Ailleurs, d’autres maisons

1989. Accrochée à une valise grosse comme une banquise. Je quitte ma minuscule chambre en co-location, rue Baile à Montréal, et je mets le cap sur Strasbourg. Je pars en mission pour accomplir une ultime année d’études. C’est le last call de mon baccalauréat en arts entrepris à l’université Concordia. Sans hésitation, je file vers un autre horizon, je secoue ma vie trop immobile, je me laisse aspirer par un vent de liberté. J’irai me réinventer. Il me faut de nouveaux ancrages, le plus loin sera le mieux. Dans un appartement meublé au 9 avenue de la Paix, nous vivrons à 3 une année folle, réglée autour des fêtes et des pot lucks. L’année de la chute du mur de Berlin, de la révolution de velours en Tchécoslovaquie,  de la mise à mort de Ceausescu et du déclenchement de la guerre en Irak. L’avenir s’annonçait rock’n’roll à l’aube de ma vie professionnelle. J’avais 25 ans et il fallait m’atteler à devenir une adulte. Autant lancer cette entreprise sérieuse en me permettant quelques dérapages sur la ligne de départ. J’ai quitté la France avec trois sous en poche et le cœur rempli de joie.

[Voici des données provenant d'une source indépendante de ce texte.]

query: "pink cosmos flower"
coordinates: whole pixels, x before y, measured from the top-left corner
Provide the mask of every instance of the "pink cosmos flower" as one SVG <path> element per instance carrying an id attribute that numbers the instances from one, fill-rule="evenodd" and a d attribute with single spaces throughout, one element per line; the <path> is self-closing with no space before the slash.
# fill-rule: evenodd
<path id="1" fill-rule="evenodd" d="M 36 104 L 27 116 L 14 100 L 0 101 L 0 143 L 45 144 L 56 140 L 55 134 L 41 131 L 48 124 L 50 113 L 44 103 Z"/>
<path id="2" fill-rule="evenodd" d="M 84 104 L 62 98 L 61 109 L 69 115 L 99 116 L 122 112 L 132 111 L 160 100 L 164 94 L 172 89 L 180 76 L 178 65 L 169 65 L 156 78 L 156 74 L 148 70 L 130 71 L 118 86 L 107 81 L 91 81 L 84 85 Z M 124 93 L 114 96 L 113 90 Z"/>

Sept ans plus tôt, j’avais migré en Caroline du nord dans une petite bourgade tranquille, Valdese, motivée par une furieuse envie de remettre mes valeurs dans la marmite. Goûter à la diversité. Apprendre les codes étranges de l’american way of life. Faire le tri entre doutes et convictions pour célébrer, une année durant, le bordel de mes 18 ans.  

Le goût du voyage ne s’est jamais éteint. Mon amoureux et moi avons ouvert une belle parenthèse, deux années en Nouvelle-Calédonie avec nos trois enfants. Même à 40 ans passé, nous étions fébriles de remettre les compteurs à zéro pour sauter à pieds joints dans une autre vie et défier la logique de la ligne droite.

Entre là-bas et ici, une dizaine de maisons à Ville de Bécancour, Trois-Rivières et Shawinigan. Un coup de foudre, un coup de tête, une bonne affaire… Pourquoi toutes ces valses avec les bras chargés de boîtes? Immanquablement, je me sens grisée, sur le pas de la porte, devant le vide immense des pièces aux murs nus. Ce n’est ni Strasbourg, ni Valdese et encore moins Nouméa, mais chaque fois, je débarque dans un pays où tout est possible. J’abandonne les restes encombrants. Ce qui m’importe, c’est de voir le jour se lever, clair et neuf.

Les matins ressuscités portent tant de promesses. J’allume les rêves pour y puiser mes élans, découvrir de nouveaux pouvoirs. Lorsque je déménage, il me semble que j’étire la vie qu’il me reste.

On dit que l’exception confirme la règle. Notre dernière migration remonte à 2020 et j’éprouve encore la sensation du premier mot tracé sur une page blanche. Une joie tissée dans l’inédit. Pour la première fois, il me prend une envie de m’enchaîner ici pour longtemps, très longtemps.

Le branle-bas de combat des boîtes de déménagement éventrés est un souvenir lointain. Tout autour de moi, l’univers est à la fois durable et changeant. Les grands arbres s’habillent selon la mode des saisons. Ma maison debout sur le cap de roche affronte le vent qui souffle, les giboulées, le soleil ardent. Couchée dans mon lit, le sommeil tarde. Mon regard s’égare dans le ciel étoilé. Heureuse insomnie où je dépose les morceaux de ma journée.

Je n’ai pas le temps de m’embourber dans la routine. Je m’abreuve de ce lien avec la nature. Sur le seuil de la forêt, j’entre dans une demeure où il y a tant de secrets que jamais je ne m’ennuierai.

Et sur l’écran de mes paupières, la mémoire décline Strasbourg, Valdese et Nouméa.